NORTHERN UGANDA: Clerics in Moroto district are struggling to reach evangelism to Karamojong male warriors who are in the jungles terrorising communities in the region. Paul Logiel, a priest at Nadunget Catholic Church in the Moroto district, told URN they have always tried their best to spread the message of peace to the community, but unfortunately, it doesn’t reach the warriors who are still in the jungle.
According to Logiel, although it would be easy to use the church to convince the warriors to accept peace, they don’t show up for prayers. Logiel says that they resorted to using women to convince their husbands to abandon cattle rustling, but they failed because they were the beneficiaries. “These women fear talking to their husbands because they know when the man goes to raid, they come back with meat and a lot of animals, and that’s their pride,” he said.
Logiel blamed women for motivating their men to raid, something he says has left very many widows. Anna Lokwii, a 25-year-old mother of three children and resident of Nadunget town council, says that she lost her two husbands in cattle raids between 2019 and 2021. Lokwii says her first husband was killed in September 2019 in Amudat district, where he had gone to raid.
She decided to remarry and landed on another raider who was also gunned down in January this year by UPDF soldiers in Kotido district during a cattle raiding mission. She revealed that their men do not take advice from women seriously because they claim to be the head of the family and that gives them power to do everything.
Lokwii recalls that before her second husband was killed, she had already begged him never to return to the bush after he narrated a story of how he survived an ambush by the security forces.
“I begged my husband repeatedly not to return to the raid, but he remained silent.””In the evening, he vanished, and the next morning, I learned that he was one of five people killed in an ambush by the army,” she explained.
Lokwii says as women, there’s nothing much they can do for their husbands because they don’t listen to them anymore. Mary Nachap, the deputy Mayor of Moroto municipality, noted that women embrace faith but warriors have a negative attitude towards praying in church.
Nachap says warriors are in the bush raiding animals, which will be used for marrying, adding that if a woman commands the husband on what to do, she risks losing a chance of getting animals for her parents.
The Rev. Fr. Paul Ngole, the parish priest of St.
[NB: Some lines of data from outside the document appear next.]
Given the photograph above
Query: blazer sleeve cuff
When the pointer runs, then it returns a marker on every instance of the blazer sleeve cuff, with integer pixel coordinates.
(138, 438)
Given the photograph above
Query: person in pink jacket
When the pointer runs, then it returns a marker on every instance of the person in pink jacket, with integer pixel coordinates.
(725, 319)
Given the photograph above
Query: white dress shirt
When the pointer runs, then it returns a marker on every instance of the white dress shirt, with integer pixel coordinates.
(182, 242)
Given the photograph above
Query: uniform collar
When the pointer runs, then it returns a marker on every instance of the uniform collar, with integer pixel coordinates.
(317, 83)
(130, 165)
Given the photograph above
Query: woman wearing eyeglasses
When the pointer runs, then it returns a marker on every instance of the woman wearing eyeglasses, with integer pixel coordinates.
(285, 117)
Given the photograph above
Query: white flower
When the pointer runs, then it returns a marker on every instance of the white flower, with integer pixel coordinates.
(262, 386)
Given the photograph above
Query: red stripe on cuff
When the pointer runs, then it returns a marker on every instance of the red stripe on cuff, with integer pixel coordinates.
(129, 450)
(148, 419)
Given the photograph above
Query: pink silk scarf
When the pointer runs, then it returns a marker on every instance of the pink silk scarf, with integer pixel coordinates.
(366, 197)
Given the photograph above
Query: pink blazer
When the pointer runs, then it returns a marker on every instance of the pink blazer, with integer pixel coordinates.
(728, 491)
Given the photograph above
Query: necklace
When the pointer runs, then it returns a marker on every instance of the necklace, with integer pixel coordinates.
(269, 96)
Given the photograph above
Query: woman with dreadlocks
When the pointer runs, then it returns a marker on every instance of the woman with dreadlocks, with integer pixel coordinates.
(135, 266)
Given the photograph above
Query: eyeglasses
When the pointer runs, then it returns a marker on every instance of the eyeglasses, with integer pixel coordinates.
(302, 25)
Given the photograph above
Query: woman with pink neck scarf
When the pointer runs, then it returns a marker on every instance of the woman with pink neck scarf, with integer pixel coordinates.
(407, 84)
Kizito Catholic Church in Naoi in Moroto municipality, says that women are responding to the gospel, but the challenge is transferring it to the men who do not want to listen to it.
Ngole says that the daily work of Karamojong male youth is to be out looking for survival, and containing them in one place becomes a stress factor. He observes that even the few who come for prayers are not comfortable staying inside the church but instead prefer sitting outside where they can feel free.
Ngole admits that passing a message of peace to the warriors may be difficult, but they are trying as a church to use close associates to convince them to come to church. He also notes that once the raiders accept to come into the church, it’s easy for them to penetrate their hearts with the prayers and peace messages, so they can embrace
Samuel Lokong, the community development officer of the Rupa sub-county, says that the men have always been busy looking after their animals and they would never bother to waste any single minute on something they couldn’t gain from.
He also noted that in the traditional setting of Karamoja, the locals always believe that God has given all cattle to them and there’s nothing else they want from God.